O IPCA-15 de maio mostrou alta de 0,62% na primeira quinzena, no Brasil, conforme dados oficiais divulgados na quarta-feira (27). A parcela de alimentos e habitação ajudou a pressionar o índice.
Em termos anuais, a inflação chegou a 4,64%, acima da meta de 3% do Banco Central, com desvio de cerca de 1,5 ponto percentual. O resultado indica pressões persistentes para o ano.
A leitura reforça a sinalização de desaceleração gradual da economia, mas com riscos de prêmios de preços elevados. O resultado ocorre em meio a estímulos sociais que ajudam famílias, apesar do cenário de juros elevados.
Fatores e próximos passos
A autoridade monetária trabalha para reduzir a Selic, atualmente em 14,5%, mas há dúvidas sobre o quanto pode cortar diante de pressões inflacionárias e de uma economia resiliente.

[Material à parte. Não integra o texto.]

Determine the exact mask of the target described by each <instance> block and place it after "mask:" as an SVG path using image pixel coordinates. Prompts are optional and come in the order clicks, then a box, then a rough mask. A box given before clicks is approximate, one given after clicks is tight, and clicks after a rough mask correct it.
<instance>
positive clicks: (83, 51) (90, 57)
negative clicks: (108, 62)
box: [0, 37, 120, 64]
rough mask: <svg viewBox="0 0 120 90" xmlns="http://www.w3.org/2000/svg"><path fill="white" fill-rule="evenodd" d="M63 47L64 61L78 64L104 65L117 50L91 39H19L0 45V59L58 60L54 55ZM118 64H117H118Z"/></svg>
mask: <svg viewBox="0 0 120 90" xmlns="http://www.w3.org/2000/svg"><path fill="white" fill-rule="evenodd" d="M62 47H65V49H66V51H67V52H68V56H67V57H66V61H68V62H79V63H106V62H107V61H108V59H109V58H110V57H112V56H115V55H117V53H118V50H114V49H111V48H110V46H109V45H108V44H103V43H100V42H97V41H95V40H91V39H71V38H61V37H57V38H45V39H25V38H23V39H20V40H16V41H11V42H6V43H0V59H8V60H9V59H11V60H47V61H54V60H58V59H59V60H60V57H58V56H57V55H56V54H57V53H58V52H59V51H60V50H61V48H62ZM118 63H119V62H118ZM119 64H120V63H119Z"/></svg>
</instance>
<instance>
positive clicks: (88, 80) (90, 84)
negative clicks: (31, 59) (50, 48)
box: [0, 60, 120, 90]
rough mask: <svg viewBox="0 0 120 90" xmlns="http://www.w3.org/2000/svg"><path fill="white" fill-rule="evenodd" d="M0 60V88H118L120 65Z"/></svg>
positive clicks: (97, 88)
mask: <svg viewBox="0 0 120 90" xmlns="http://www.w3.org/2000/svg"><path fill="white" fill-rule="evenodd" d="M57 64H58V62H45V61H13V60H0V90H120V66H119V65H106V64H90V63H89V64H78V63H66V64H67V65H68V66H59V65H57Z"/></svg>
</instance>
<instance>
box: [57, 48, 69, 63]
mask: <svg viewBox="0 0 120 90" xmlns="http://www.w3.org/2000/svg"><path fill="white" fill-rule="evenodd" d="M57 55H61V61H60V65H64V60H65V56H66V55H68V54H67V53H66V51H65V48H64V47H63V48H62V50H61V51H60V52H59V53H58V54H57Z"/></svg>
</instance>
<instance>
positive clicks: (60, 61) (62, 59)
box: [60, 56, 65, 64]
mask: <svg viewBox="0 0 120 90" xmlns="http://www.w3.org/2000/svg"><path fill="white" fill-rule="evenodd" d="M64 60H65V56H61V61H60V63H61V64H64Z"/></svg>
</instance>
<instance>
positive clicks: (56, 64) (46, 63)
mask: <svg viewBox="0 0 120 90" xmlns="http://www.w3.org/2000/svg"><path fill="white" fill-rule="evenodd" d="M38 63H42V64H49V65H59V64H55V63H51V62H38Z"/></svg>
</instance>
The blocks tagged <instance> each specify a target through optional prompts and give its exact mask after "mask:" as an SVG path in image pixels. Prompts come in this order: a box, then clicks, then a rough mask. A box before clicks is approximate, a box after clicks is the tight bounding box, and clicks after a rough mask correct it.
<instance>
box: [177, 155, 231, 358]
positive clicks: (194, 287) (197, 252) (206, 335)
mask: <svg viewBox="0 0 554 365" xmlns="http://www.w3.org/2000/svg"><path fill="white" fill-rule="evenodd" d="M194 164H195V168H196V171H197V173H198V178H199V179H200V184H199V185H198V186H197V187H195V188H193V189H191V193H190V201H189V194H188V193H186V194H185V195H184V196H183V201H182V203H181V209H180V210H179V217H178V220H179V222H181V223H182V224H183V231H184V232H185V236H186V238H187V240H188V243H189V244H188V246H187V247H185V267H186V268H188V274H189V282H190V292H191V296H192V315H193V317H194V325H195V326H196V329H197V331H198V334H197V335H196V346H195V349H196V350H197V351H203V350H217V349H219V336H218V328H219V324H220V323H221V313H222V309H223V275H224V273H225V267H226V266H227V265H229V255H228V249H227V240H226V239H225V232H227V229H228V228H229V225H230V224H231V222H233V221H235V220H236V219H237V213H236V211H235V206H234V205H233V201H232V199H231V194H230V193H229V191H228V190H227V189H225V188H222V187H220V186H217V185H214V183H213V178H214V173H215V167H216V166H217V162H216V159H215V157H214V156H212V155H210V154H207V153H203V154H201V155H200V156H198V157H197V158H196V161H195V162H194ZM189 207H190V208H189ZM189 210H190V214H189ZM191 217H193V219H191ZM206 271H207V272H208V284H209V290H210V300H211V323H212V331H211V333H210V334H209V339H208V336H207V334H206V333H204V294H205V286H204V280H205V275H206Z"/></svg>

Instituições mantêm previsão de alta de inflação ao longo do ano, com estimativas que apontam para cerca de 5,0% em dezembro, segundo a pesquisa semanal do BC com economistas.
A divulgação destaca ainda que, apesar da desaceleração prevista, o choque de preços permanece relevante para o bolso do consumidor e para as decisões de política monetária.